AUSTIN (KXAN) — Brooke Elementary school in east Austin won a sustainability award from the National Wildlife Federation, becoming the fourth school in the district to be recognized by the organization.

Students at Brooke tend gardens, growing some of the food served in their cafeteria, as well as maintain pollinator gardens, a fruit orchard, and until recently, beehives. They also care for chickens and rabbits on school property.

Tuesday, 5th-grader Freddy Hernandez and 4th-grader Ruben Hernandez stripped a garden box of its rotting wood frame and replaced that with cinder blocks, part of the work they do every day.

“I just like working over here,” 9-year-old Ruben said, “because it’s fun.”

He’d never done this kind of work before coming to the school, he told KXAN, but he appreciates raising animals and gardening. “We don’t kill plants, we make plants happy,” he said.

The Green Flag Award is given to schools who show a commitment to sustainability in specific areas, including food sourcing. Three other Austin ISD schools have qualified since 2015, including Clint Small Middle School’s Green Tech Academy, Eastside Memorial High School, and Patton Elementary School.

Six schools in Texas have won the award (the other two are in Houston) and the NWF has awarded just 112 schools across the country with the honor.

At Brooke, the process to turn the campus into a natural landscape dates back 20 years, to when reading teacher Sam DeSanto started there.

“This campus was known as being…real barren,” he said. “No trees, no plants, and people used to say, ‘Well, it’s ugly and it’s blight.'”

DeSanto started planting trees all those years ago, and now they’ve grown into towering shade trees along the fence line and scattered around the campus. “It kind of just slowly grew on its own,” he said. “So, after we would plant something, people would hear about it and say, ‘Well, I have some things, would you like that?’ ‘Of course,’ and, ‘I’ve got some things, would you like that?'”

Aquaponics systems grew up around campus, too, as did compost piles and a butterfly garden. This year students tagged monarch butterflies to track their progress on their migration to Mexico.

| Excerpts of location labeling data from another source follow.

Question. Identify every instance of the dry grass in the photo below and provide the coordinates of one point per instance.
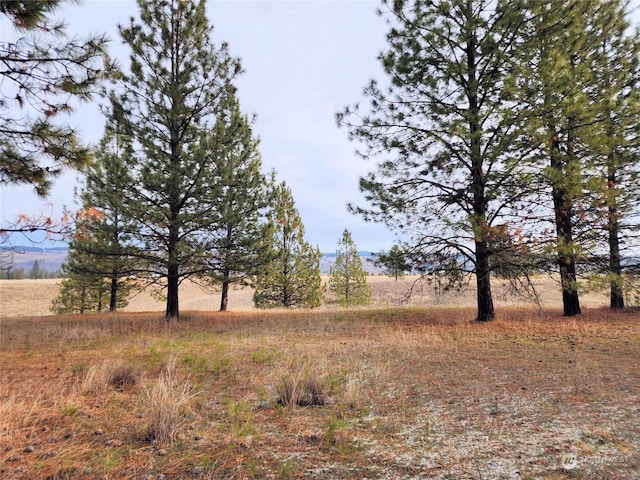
(406, 393)
(33, 297)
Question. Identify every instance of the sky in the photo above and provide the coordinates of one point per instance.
(304, 61)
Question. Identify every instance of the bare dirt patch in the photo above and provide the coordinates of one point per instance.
(409, 393)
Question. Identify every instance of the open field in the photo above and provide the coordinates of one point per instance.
(33, 297)
(397, 393)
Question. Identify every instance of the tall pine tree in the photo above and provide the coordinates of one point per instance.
(616, 69)
(442, 130)
(107, 241)
(177, 85)
(40, 76)
(236, 244)
(348, 280)
(292, 278)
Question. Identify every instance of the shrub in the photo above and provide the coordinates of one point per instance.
(167, 400)
(302, 390)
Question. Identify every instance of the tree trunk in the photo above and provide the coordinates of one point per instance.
(113, 298)
(172, 293)
(173, 276)
(615, 266)
(563, 211)
(486, 311)
(224, 298)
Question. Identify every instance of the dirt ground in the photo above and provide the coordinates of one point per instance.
(33, 297)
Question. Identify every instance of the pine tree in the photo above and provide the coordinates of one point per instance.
(35, 273)
(616, 69)
(292, 278)
(348, 280)
(442, 130)
(236, 246)
(562, 80)
(394, 262)
(178, 84)
(40, 75)
(107, 237)
(86, 287)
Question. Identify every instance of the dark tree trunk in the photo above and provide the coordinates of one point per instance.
(486, 311)
(173, 274)
(172, 293)
(113, 298)
(563, 210)
(615, 266)
(224, 298)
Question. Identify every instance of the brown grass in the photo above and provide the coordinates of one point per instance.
(33, 297)
(407, 393)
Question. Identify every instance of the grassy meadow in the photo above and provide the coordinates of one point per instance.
(387, 392)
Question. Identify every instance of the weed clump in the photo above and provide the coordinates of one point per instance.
(302, 390)
(167, 400)
(118, 374)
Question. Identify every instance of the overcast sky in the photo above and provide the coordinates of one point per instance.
(303, 62)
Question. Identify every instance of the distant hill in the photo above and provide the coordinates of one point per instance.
(51, 259)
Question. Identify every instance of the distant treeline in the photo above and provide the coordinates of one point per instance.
(34, 273)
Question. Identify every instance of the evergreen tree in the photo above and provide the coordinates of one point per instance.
(86, 287)
(348, 280)
(616, 68)
(107, 235)
(236, 245)
(40, 75)
(443, 130)
(394, 262)
(292, 278)
(571, 85)
(178, 84)
(35, 273)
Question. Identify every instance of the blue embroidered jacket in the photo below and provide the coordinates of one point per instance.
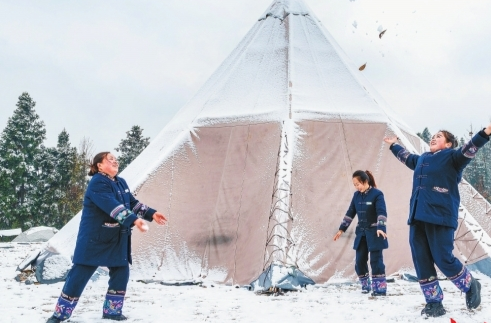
(109, 210)
(435, 197)
(372, 216)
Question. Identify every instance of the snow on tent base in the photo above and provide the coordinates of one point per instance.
(256, 168)
(281, 277)
(36, 234)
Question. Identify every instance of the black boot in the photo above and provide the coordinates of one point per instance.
(473, 296)
(114, 317)
(433, 310)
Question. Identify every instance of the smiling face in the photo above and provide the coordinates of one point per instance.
(360, 187)
(109, 165)
(439, 142)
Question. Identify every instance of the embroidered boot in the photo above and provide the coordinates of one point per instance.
(468, 285)
(113, 306)
(379, 286)
(433, 310)
(63, 309)
(365, 284)
(434, 297)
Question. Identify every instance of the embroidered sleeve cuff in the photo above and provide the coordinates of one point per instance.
(381, 222)
(345, 224)
(143, 211)
(123, 216)
(149, 214)
(483, 134)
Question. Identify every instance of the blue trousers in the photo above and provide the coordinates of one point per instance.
(433, 244)
(79, 276)
(376, 260)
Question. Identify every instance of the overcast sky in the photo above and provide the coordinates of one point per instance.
(96, 68)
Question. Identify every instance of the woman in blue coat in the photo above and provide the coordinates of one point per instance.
(104, 238)
(433, 214)
(371, 237)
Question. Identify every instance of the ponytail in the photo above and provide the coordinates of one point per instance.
(365, 176)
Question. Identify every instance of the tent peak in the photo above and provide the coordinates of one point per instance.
(280, 9)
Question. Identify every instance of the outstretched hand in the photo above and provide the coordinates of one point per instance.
(487, 130)
(336, 237)
(390, 140)
(159, 218)
(141, 225)
(381, 233)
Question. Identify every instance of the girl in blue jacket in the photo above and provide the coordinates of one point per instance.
(104, 238)
(433, 214)
(371, 237)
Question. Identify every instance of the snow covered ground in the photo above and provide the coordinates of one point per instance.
(332, 302)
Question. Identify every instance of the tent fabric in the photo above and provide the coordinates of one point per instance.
(255, 170)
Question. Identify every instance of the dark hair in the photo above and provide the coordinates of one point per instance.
(449, 137)
(365, 176)
(97, 159)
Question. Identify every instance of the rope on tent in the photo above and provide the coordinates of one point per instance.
(279, 239)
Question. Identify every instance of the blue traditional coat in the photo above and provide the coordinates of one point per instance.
(372, 216)
(109, 210)
(435, 197)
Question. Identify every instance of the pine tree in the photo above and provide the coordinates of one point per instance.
(425, 135)
(79, 178)
(131, 147)
(20, 142)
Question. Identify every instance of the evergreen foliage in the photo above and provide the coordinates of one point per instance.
(20, 143)
(131, 146)
(478, 172)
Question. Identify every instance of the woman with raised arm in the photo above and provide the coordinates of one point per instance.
(371, 238)
(104, 238)
(433, 214)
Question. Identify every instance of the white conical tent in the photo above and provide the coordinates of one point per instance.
(257, 167)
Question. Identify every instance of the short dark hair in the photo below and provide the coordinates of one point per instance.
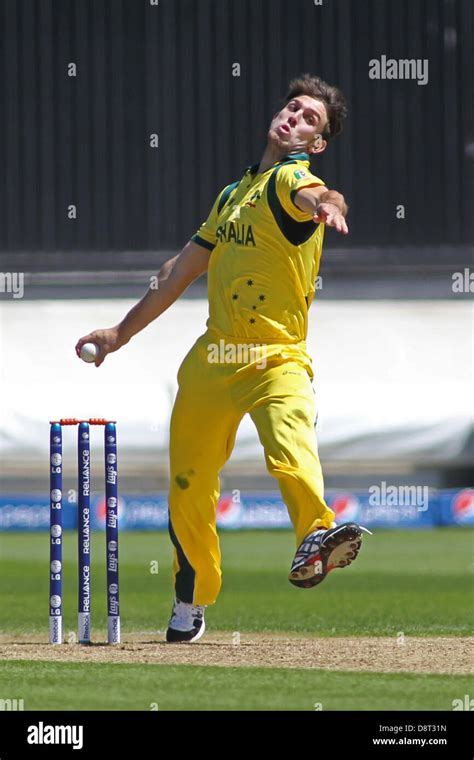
(332, 97)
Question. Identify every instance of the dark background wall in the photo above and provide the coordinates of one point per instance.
(168, 69)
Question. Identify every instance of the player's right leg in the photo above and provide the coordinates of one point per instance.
(203, 427)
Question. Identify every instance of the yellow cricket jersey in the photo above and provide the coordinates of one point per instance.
(265, 254)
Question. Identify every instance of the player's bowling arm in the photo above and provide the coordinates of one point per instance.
(326, 206)
(173, 278)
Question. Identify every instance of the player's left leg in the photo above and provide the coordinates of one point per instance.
(284, 413)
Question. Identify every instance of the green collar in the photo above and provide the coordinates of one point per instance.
(286, 159)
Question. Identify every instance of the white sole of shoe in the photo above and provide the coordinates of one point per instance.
(198, 634)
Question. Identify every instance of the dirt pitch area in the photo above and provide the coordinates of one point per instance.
(454, 656)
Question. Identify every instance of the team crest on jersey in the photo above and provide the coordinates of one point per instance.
(253, 199)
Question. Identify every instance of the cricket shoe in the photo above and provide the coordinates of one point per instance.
(322, 551)
(186, 623)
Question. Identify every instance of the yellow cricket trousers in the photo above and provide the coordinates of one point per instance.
(275, 388)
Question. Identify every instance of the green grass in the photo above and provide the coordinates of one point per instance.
(53, 686)
(420, 583)
(417, 582)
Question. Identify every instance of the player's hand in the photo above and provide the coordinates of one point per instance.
(330, 214)
(108, 341)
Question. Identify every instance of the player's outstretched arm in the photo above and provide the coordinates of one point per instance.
(326, 206)
(173, 278)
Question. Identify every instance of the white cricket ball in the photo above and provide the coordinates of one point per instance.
(89, 352)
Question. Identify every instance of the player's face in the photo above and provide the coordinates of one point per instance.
(298, 125)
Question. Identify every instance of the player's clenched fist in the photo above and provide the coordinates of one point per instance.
(107, 341)
(330, 214)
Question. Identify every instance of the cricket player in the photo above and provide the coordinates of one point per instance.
(260, 246)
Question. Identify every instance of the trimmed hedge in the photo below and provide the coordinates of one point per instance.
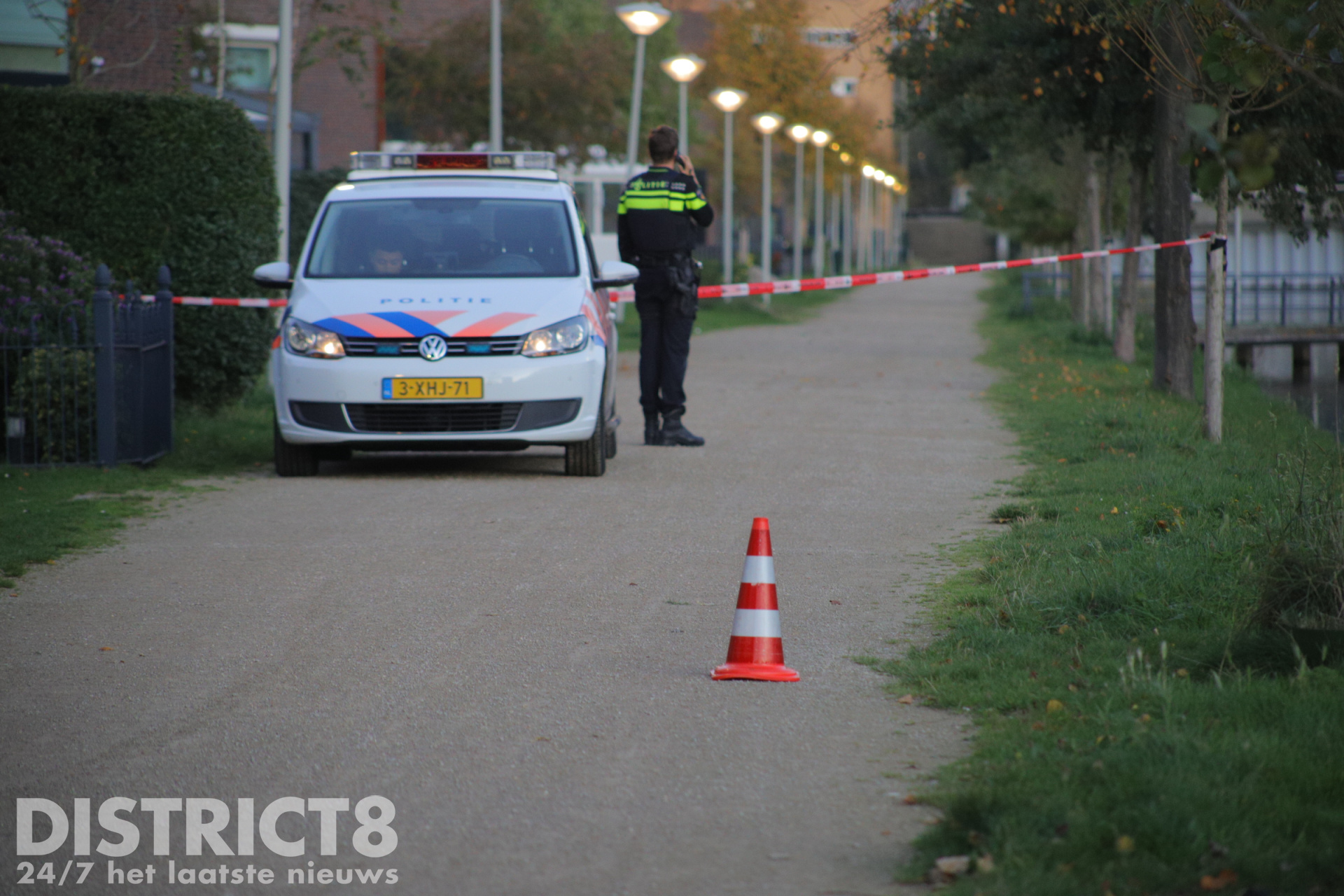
(140, 181)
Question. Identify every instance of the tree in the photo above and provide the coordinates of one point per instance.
(758, 48)
(566, 78)
(1215, 52)
(1032, 80)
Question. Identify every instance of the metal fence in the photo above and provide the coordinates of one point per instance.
(1276, 300)
(89, 382)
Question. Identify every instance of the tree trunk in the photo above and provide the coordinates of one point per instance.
(1214, 286)
(1093, 266)
(1078, 298)
(1126, 312)
(1108, 298)
(1174, 323)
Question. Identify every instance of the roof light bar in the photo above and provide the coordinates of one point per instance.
(452, 160)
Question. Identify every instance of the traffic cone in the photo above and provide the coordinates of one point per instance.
(756, 649)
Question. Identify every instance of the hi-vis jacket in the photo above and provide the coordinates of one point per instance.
(657, 216)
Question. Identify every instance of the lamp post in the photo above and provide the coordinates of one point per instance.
(643, 19)
(766, 122)
(799, 134)
(866, 218)
(284, 113)
(889, 219)
(496, 78)
(819, 206)
(683, 70)
(727, 101)
(846, 216)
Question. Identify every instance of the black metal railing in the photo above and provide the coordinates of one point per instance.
(1266, 300)
(89, 382)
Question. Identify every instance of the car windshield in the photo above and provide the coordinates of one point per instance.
(444, 238)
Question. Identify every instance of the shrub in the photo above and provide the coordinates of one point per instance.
(307, 191)
(41, 280)
(146, 181)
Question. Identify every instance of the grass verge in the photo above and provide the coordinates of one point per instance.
(1142, 729)
(717, 314)
(46, 512)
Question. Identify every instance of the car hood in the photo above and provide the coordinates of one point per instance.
(457, 308)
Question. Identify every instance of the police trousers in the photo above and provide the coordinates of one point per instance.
(664, 343)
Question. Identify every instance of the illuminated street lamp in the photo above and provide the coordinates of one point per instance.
(643, 19)
(799, 134)
(683, 70)
(866, 218)
(766, 122)
(727, 99)
(819, 235)
(846, 216)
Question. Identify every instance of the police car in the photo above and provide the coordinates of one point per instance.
(447, 301)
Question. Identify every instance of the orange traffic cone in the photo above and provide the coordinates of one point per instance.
(756, 649)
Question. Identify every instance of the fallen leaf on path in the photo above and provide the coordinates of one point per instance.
(1226, 878)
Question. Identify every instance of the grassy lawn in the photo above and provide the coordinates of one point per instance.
(46, 512)
(717, 314)
(1144, 729)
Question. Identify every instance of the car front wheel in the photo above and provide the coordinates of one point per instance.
(295, 460)
(589, 456)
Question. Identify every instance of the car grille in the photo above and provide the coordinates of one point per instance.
(369, 347)
(435, 418)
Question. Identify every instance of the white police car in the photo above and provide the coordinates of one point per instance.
(447, 301)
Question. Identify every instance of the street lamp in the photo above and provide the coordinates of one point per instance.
(727, 101)
(766, 122)
(866, 218)
(846, 216)
(643, 19)
(799, 134)
(683, 70)
(819, 206)
(496, 78)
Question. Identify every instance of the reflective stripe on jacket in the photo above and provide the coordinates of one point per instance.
(659, 213)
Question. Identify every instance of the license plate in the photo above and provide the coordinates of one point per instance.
(433, 388)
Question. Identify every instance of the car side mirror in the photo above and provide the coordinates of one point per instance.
(273, 276)
(616, 274)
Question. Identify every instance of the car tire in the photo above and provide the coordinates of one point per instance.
(295, 460)
(589, 456)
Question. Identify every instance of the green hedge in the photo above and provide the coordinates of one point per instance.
(140, 181)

He couldn’t have done all the projects on his own; it takes a lot of teachers — and a lot of students — to grow and maintain the gardens. The school’s new principal brought the rabbits and chickens to the campus a few years ago, DeSanto explained, to help the kids with their social-emotional learning.

The beehives are another more recent addition. “We also get honey from the bees and we sell them to people who want honey” at a farmers’ market, Ruben said.

The bee colonies at the school died off due to an infestation of small hive beetles, DeSanto explained, but they plan to add more. Students tend to those as well, donning child-sized bee suits to monitor the insects and collect honey.

“We always have some project that we’re working on,” DeSanto said.

The pollinator garden students are building now will likely be one of the last, though, he said, for the simple fact that they’re running out of space. 

“I’ll be retiring in the next five, six years, but these trees will always be here,” DeSanto said. “They’re not going anywhere.”

The school will host a ceremony in April to celebrate the award. City and NWF officials will be on hand to raise the green flag on the school’s flagpole, and students will be stationed at various projects around campus to explain them to visitors.